2 "E minha consciência torturava-me até aquela hora, por causa do meu pecado. Meu pai, porém, consolou-me, rogando a Deus (Elohim) por mim, para que suspendesse a ira que manifestava contra mim. Desde aquele momento, recolhi-me nos meus pensamentos e não pequei nunca mais. Por isso, meus filhos, observai minhas exortações. Assim, não pecareis, pois a luxúria é a perdição da alma; ela se afasta de Deus (Elohim) e conduz a falsos deuses. E por ela que o entendimento e a inteligência se confundem; ela leva o jovem ao mundo inferior, antes do tempos.
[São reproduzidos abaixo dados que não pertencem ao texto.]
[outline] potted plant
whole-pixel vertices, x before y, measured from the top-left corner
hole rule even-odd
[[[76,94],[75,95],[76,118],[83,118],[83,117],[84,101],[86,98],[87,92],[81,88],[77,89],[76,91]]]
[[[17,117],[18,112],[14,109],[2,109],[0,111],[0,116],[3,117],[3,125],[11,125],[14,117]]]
3 "A luxúria já conduziu muitos à ruína. Seja alguém bastante maduro ou bem-nascido, rico ou pobre, ela o leva ao opróbrio, bem como à zombaria de Belial e dos filhos dos homens. Por ter-se José (Yahusef) guardado daquela mulher, mantendo o seu espírito afastado de toda impudicícia, encontrou graça diante de Deus (Elohim) e dos homens.
4 "De muitas maneiras a mulher egípcia insistiu com ele; mandou chamar feiticeiros e ofereceu-lhe poções de amor. Porém o firme propósito da sua alma não cede ao prazer pecaminoso. Dessa forma, o Deu do meu pai salvou-o de todo mal e da morte secreta. Que a luxúria não subjugue vossa mente, e assim também Belial não poderá subjugar-vos.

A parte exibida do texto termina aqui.